Saturday, February 18, 2012

Websockets Revisited - Part 1

So in my last post I naively stated that websockets were easy. What a difference a few days makes. It turns out I can only find two browsers for my MacBook Pro that currently support websockets and the code on both the client and the server must be different for each. As I mentioned to my friend Scott the other day, I hope this doesn't turn out like Ajax did where you have all sorts of cross browser compatibility issues because so far that is exactly what is happening.

A bit of background first. The websocket spec RFC 6455 (http://tools.ietf.org/html/draft-ietf-hybi-thewebsocketprotocol-17) covers the websocket protocol. The first version "draft-ietf-hybi-thewebsocketprotocol-00" which is what my version of Safari (5.1.3) supports, framed its data using a 0x00 byte to start the frame and a 0xff byte to end the frame. It had two security keys in the handshake header and the response to these keys was calculated by concatenating the numbers from the first key, and dividing by the number of spaces. This is then repeated for the second key. The two resulting numbers are concatenated with each other, and with the last 8 bytes after the fields. The final result is an MD5 sum of the concatenated string (this is from the websocket wiki page).

Obviously, the server will need to do some work to provide a proper handshake to the browser. Specifically, it must interpret the header and indicate to the client it has done so by providing a return value derived from the two security keys in the header (ugh!).

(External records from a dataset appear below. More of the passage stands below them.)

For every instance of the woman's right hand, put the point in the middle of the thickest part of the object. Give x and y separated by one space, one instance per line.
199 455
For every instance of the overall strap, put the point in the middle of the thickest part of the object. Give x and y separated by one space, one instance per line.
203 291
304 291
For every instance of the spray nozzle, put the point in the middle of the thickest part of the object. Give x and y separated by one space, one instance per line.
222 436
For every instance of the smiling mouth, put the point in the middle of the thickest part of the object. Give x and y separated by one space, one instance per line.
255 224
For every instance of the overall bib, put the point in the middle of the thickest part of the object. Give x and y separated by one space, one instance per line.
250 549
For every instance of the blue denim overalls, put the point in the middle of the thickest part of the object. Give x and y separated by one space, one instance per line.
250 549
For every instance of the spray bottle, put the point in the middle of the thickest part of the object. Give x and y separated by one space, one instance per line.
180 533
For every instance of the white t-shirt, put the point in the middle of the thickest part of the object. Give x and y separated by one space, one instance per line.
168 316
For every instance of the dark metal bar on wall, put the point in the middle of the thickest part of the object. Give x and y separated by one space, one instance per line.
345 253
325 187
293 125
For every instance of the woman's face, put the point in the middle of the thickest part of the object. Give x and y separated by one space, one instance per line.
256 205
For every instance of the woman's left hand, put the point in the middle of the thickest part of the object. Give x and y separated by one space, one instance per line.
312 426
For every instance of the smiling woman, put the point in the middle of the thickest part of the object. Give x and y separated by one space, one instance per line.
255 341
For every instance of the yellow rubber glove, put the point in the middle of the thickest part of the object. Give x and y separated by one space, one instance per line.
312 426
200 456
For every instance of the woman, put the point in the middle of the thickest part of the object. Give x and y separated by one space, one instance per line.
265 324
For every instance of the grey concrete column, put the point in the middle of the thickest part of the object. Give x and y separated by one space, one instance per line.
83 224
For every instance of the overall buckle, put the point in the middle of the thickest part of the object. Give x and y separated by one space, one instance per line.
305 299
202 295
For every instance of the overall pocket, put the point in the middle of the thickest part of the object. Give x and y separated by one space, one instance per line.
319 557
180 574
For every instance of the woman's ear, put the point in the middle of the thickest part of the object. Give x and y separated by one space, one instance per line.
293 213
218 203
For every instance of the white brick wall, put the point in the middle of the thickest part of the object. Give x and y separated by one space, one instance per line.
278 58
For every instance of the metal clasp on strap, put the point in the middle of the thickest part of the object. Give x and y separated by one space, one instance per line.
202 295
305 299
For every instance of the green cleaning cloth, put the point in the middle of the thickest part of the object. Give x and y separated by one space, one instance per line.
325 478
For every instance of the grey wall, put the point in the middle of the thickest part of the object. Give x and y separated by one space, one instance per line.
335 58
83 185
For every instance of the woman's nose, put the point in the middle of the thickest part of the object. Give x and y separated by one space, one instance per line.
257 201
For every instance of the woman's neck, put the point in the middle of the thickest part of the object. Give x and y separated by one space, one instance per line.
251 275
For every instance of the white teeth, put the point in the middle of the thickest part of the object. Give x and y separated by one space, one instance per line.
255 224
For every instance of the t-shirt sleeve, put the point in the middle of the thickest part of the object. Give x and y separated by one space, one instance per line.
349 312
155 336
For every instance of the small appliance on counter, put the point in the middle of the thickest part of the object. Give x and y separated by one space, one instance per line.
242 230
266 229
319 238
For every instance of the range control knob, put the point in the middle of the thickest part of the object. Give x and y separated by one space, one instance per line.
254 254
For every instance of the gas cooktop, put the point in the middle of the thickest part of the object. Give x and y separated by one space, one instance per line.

Now, while the code in my last post indeed works with Safari, it does not work with Chrome (version 17.0.963.56). That's because Chrome uses the newer version of the websocket protocol; "draft-ietf-hybi-thewebsocketprotocol-06". This version was created because of man-in-the-middle attacks and other security vulnerabilities so now we have a completely different, non-backward compatible version of websockets floating around out there. In this second version of the specification, there is not two but one security key and its value is calculated differently. To make matters worse, there is a bit-oriented header and a 4 byte xor mask passed with each frame and the actual frame data is 'masked' (uber ugh!).

Of course, this is just the server side. My experience on the client side is that Safari passes websocket data back to the Javascript application as a string but Chrome passes it back as a blob. Being new to blobs (and HTML5 files) it took me a while to figure out how to deal with the blob data. The thing that concerns me is not the different ways the data is presented to the application (blob vs string) but that it is different at all. Don't these guys who write browsers communicate? This is why I think Javascript tool kits like Dojo and jQuery are safe at least for the near future.

Anyway, as you can see from the above descriptions of header parsing and handshaking, this is a lot more code than I feel like writing just to get a simple websocket demo working, so I started looking for websocket servers. Now, while I can code in Assembly, C, C++, Java, PERL, PHP, Python, Ruby and Javascript (as well as Pascal and Fortran but we won't go there) I would prefer the server to be written in Python since that is what I am most comfortable with lately and specifically, for most of my personal projects (because I always assume my project will become so successful it will need to scale to gazillions of users) I tend to use Tornado (my favorite Python webserver).

It turns out there is probably a websocket server written in any language you like (including erlang :-) and so I started reading up on them. From what I read, the Tornado websocket support is buggy (but I could be wrong) so I kept away from it; for now. I do not like big ass frameworks and many of the servers I looked at were add-ons to existing systems. I wanted a simple piece of code my simple mind could comprehend so heaven forbid, if it didn't work I could possibly debug it (this turned out to be prophetic to say the least) and as a result I settled on "websocket.py".

When I brought up "websocket.py" it did not work with my version of Safari or Chrome. Hell, I even got Safari working with a small piece of code 2 days ago, so I figured I would roll up my shirt sleeves and hack around "websocket.py" and make it work. I will go over the code mods and the new code in the next blog - "Websockets Revisited - Part 2". It concerns me though because I am sure whoever wrote "websocket.py" tested it on something and it worked so my mods have probably broken something that was working, but, I also know that what was not working with my two browsers is now working so I'll try to relay this information to the original author of "websocket.py".